ROANOKE TIMES 
                      Copyright (c) 1996, Roanoke Times

DATE: Sunday, February 4, 1996               TAG: 9602020053
SECTION: BUSINESS                 PAGE: G-1  EDITION: METRO 
SOURCE: JEFF STURGEON STAFF WRITER 


NEW LEADER HAS EARNED HIS STRIPES

Who's in charge at Tultex Corp. today was shaped by events dating from 1993.

That's when Tultex, feeling the pinch of falling retail orders, responded by cutting wages and laying off employees. Workers in Martinsville launched a fifth drive to unionize, and in August 1994 voted to be represented by what is now the Union of Needletrades, Industrial and Textile Employees.

Within a month of that vote, the company announced that chief executive officer John Franck would step down from that job. Franck, 43 and the son of longtime company executive William Franck, had fought the union, which he didn't think was good for the company. According to sources familiar with him and the company at the time, he was wounded by personal attacks by the union during its organizing campaign and voluntarily stepped down as chief executive. He remains chairman of the board.

The chief executive's job went to Charles W. Davies Jr., 47, who had joined the company as a planning supervisor in 1973, left for other work outside the company in the same industry, and then returned to Tultex's management. He has been vice president of operations, executive vice president and most recently, before gaining the chief executive's office, president and chief operating officer.

Davies, who participated in the negotiations that led to a union contract in March 1995, is "focusing on changing the company in ways that it needs to change," said Bruce Raynor, Southern region director of the needletrades union.

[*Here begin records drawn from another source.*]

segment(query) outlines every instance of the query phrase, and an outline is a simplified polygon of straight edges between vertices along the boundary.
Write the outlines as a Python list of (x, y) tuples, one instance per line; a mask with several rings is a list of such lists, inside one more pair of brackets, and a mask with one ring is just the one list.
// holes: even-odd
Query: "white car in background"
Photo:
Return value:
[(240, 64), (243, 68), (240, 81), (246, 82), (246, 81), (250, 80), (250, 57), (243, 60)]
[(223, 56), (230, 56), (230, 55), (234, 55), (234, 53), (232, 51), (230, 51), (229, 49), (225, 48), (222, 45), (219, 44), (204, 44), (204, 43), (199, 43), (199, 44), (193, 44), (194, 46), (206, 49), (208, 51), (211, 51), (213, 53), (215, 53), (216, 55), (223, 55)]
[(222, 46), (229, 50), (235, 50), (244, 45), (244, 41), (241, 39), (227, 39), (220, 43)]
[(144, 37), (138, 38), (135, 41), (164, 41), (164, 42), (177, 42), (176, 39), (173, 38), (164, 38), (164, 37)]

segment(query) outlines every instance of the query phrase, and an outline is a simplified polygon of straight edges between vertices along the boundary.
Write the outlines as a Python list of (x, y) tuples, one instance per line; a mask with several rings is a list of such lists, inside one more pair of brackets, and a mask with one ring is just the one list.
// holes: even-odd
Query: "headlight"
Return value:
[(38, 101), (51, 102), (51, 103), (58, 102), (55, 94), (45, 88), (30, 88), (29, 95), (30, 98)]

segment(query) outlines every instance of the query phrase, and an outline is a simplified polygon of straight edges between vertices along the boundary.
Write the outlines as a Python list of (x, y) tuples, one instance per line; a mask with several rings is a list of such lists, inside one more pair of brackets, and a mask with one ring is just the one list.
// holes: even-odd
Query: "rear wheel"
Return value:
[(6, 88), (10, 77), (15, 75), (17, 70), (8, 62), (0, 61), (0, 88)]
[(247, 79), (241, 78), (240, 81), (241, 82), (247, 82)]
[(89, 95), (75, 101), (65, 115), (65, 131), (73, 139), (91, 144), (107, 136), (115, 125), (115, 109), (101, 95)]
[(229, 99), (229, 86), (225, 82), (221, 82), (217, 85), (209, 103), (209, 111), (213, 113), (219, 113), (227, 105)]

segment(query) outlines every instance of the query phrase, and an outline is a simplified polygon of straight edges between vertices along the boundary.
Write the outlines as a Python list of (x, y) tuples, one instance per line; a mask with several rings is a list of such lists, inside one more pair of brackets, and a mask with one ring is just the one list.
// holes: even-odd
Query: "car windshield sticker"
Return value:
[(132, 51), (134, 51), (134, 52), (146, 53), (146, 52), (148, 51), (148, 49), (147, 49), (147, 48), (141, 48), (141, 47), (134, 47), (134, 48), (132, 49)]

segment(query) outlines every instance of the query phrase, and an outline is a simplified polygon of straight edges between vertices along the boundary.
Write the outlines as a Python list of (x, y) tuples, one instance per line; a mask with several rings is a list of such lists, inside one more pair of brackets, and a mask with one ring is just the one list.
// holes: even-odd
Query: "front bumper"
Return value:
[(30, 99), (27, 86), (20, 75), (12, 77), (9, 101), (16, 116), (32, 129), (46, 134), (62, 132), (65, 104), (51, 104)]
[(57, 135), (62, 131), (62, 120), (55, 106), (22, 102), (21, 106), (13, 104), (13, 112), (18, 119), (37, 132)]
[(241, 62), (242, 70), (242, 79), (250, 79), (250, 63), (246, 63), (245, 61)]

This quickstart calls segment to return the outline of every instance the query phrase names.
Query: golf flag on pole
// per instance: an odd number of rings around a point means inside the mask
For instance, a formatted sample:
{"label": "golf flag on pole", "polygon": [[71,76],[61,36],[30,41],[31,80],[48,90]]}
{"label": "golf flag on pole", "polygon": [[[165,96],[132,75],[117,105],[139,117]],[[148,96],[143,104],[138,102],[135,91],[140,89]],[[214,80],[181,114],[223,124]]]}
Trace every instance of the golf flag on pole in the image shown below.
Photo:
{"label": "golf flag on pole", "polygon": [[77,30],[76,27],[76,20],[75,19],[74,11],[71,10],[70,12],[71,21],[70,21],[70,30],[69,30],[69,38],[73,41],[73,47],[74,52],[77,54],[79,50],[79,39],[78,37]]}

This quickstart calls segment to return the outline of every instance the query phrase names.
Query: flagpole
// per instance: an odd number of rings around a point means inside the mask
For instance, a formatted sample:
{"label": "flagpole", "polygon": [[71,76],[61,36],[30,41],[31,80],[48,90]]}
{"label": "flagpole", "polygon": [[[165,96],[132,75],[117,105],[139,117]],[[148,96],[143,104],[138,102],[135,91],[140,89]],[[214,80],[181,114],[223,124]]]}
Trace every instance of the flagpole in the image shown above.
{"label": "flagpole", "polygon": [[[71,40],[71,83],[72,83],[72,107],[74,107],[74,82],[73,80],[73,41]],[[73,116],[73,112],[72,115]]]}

About two weeks after Davies' promotion, the company hired O. Randolph Rollins, Franck's brother-in-law, who was Virginia's secretary of public safety under Gov. Douglas Wilder and practiced law with the Richmond-based firm of McGuire Woods Battle & Boothe.

Rollins, 52, is executive vice president, general counsel and chief financial officer. Baker Ellett, an aide to Del. Clifton "Chip" Woodrum, D-Roanoke, and a former special assistant under Rollins in state government, noted that his former boss handled touchy legal matters such as mergers and acquisitions.

"Nobody goes to that position if you're not packing a pretty good intellect," Ellet said. "Personalitywise, he's a pretty hard-working guy, definitely a nose-to-the-grindstone-type individual."